Manifestantes se dizem pressionados a participar de atos pró-governo Maduro
Numa tarde recente, centenas de pessoas participavam de um protesto organizado pelo governo venezuelano no centro de Caracas em solidariedade à presidente afastada Dilma Rousseff.
Enquanto um militante chavista discursava contra o que chamou de golpe no Brasil, a Folha quis saber de uma senhora que carregava uma bandeirinha verde e amarela porque ela apoiava a petista.
"Não sei. Só estou aqui porque me mandaram e, quando cheguei, me entregaram esta bandeira", respondeu.
"Pergunte à supervisora", sugeriu a senhora, apontando para uma mulher de boné vermelho com o logo do Distrito Capital, área de Caracas sob administração chavista.
Questionada, a supervisora afirmou que o protesto era "contra o império [EUA]", mas também não soube explicar a relação com o Brasil.
O episódio mostra como as manifestações governistas na Venezuela têm se transformado em uma espécie de circos montados com cada vez menos participação espontânea.
Basta observar de perto qualquer evento oficial para perceber que a imensa maioria dos presentes é de servidores e funcionários de empresas estatais usando uniforme ou boné das respectivas instituições.
Sob condição de anonimato, muitos relatam ser coagidos a comparecer.
"Meu nome está numa lista, e eu preciso aparecer", resmungou o funcionário público Alberto Arenas (nome fictício), 32, numa marcha em defesa da "economia comunal", há duas semanas.
Segundo dezenas de relatos, convocações são feitas no trabalho ou via WhatsApp.
O transporte costuma ser garantido. É comum ver ônibus enfileirados perto das manifestações. Muitas pessoas são trazidas do interior. Há distribuição de camisetas, bandeiras e lanche.
Uma vez no local, gerentes com lista na mão fazem chamada para verificar presenças. Quem falta está sujeito a represálias, como suspensão de benefícios ou até demissão.
Arenas, o servidor, diz não ver razão para apoiar de coração as manifestações governistas. "Apoiei a revolução bolivariana e a ajuda aos pobres, mas o projeto foi desviado. Olhe essa situação de desabastecimento, violência, filas para conseguir comida."
A frase ecoa a insatisfação com o presidente Nicolás Maduro, cuja rejeição atinge 71%, segundo o Datanálisis.

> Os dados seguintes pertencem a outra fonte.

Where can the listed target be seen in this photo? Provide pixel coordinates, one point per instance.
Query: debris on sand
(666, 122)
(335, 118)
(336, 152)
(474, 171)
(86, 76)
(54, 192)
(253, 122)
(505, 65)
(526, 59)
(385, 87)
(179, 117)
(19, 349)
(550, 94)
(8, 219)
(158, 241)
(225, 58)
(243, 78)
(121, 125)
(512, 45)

De acordo com o mesmo instituto, 68% dos venezuelanos não aceitam a tese oficial de "guerra econômica", pela qual o desabastecimento de itens básicos e remédios seria fruto de um complô da oposição.

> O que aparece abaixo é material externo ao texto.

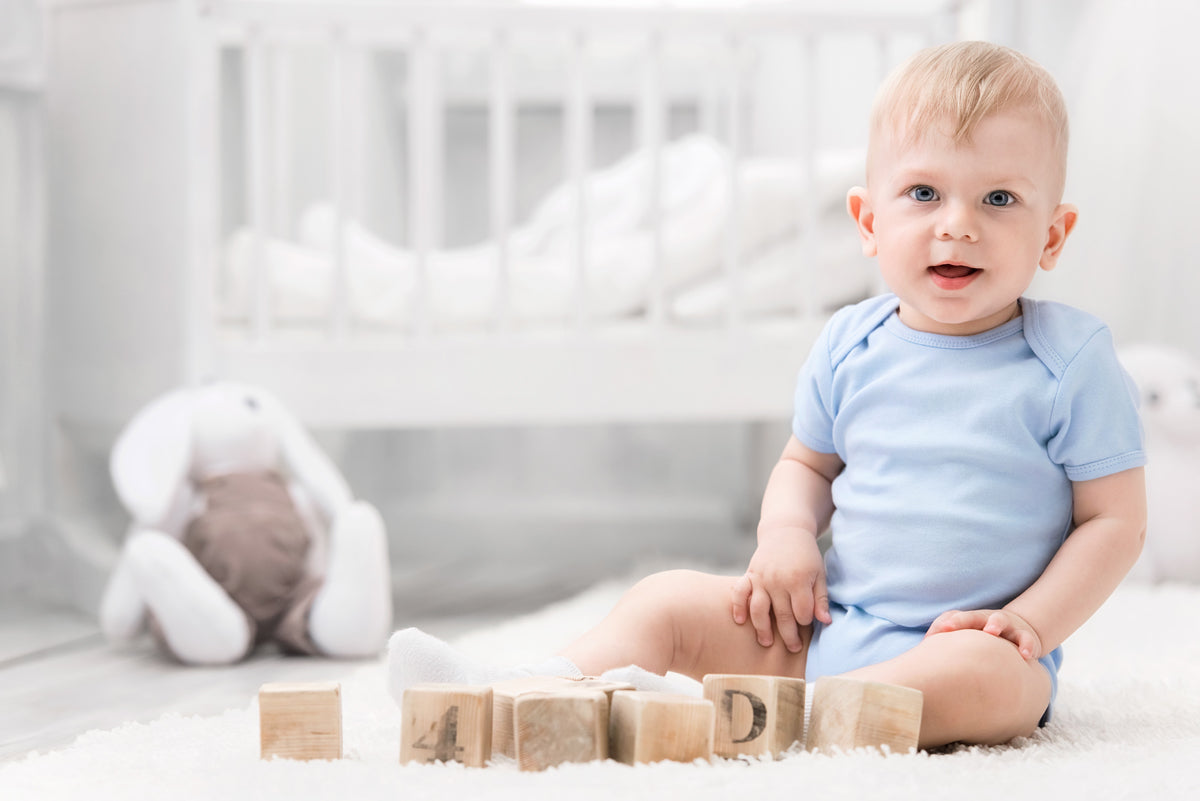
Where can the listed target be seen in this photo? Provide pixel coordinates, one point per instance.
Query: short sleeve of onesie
(813, 410)
(1095, 428)
(1095, 416)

Juan Barreto - 14.mai.2016/AFP | ||
Garoto segura cartaz favorável a Maduro durante ato em Caracas, em 14 de maio |
DESENCANTO
Acusado de ser mau gestor, Maduro também deparou-se com a queda do preço do petróleo, pilar da economia. Seu antecessor, Hugo Chávez (1999-2013), não só governou numa época de alta renda petroleira como também possuía carisma e habilidade política que lhe garantiam apoio popular.

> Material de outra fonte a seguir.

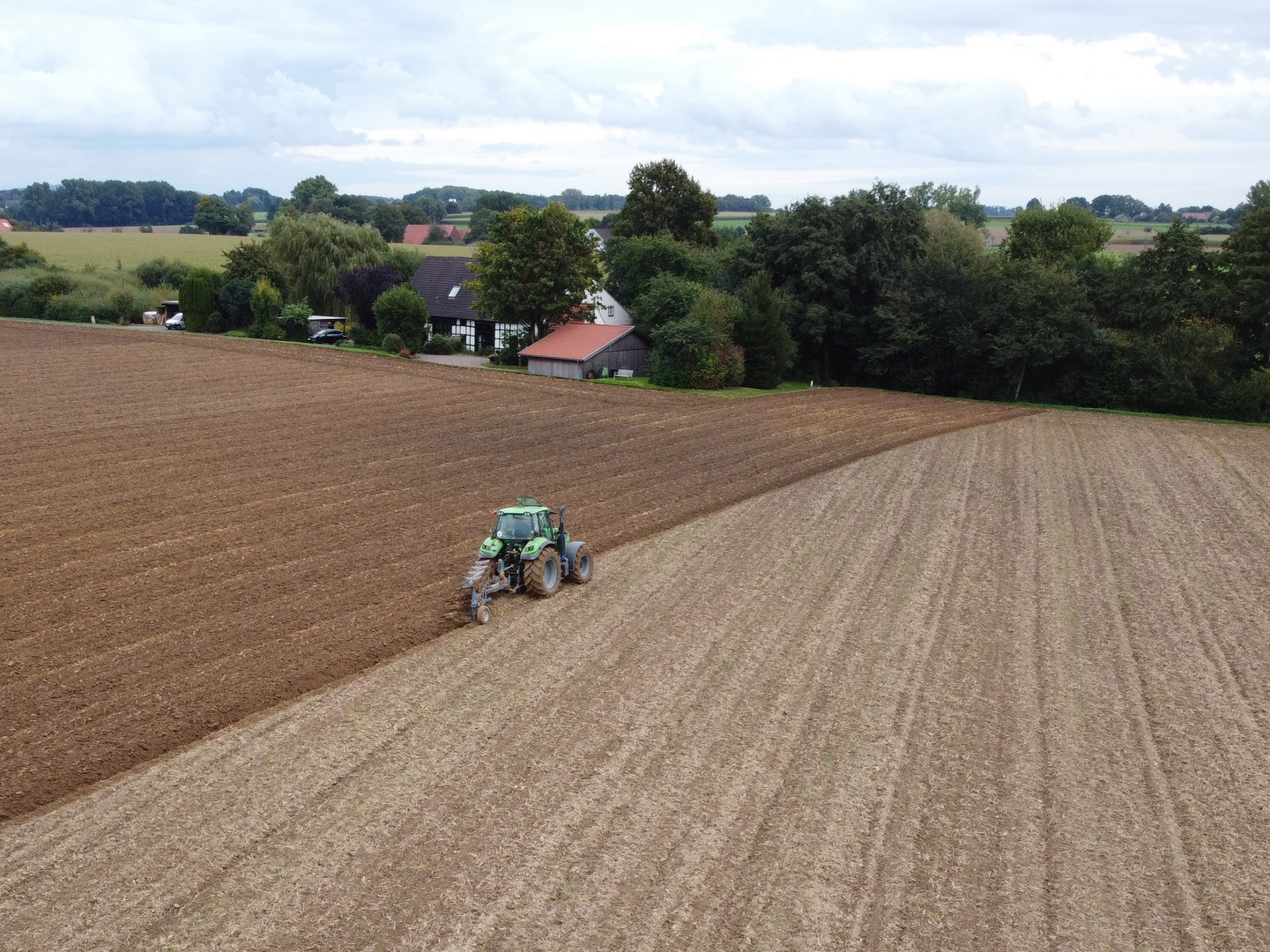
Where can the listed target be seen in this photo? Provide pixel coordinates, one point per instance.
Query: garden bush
(295, 321)
(365, 336)
(687, 353)
(160, 271)
(400, 310)
(443, 344)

Marchas que ele convocava formavam um mar de gente em roupa vermelha.
Para amenizar o contraste com as manifestações atuais, a TV estatal evita enquadramentos amplos.
Chavistas desencantados foram em boa parte responsáveis pelo triunfo da oposição na eleição parlamentar de dezembro.
O governo, porém, empenha-se em cultivar a imagem de conexão com as massas.
Na última terça (24), a TV estatal mostrou Maduro recebendo uma "marcha das mulheres contra o fascismo".
Enquanto esperava do lado de fora do palácio presidencial, a diarista Carolina Willem, 52, buscava algum funcionário que lhe explicasse por que não havia recebido neste mês a ajuda de 10 mil bolívares (US$ 10 na cotação paralela, ou R$ 36) destinada às mães mais pobres.
"Não queria ter vindo, mas fiquei com medo de nunca mais receber a ajuda se eu não aparecesse."
BASTIÃO
Apesar da adversidade, o chavismo ainda tem uma base que representa ao menos 30% do eleitorado, segundo o instituto Hinterlaces.
São pessoas como a aposentada Reina Arcia, 78, que faz questão de apoiar o governo na rua.
"As coisas estão muito difíceis, mas sempre votarei na revolução, pois a direita não se importa com os pobres."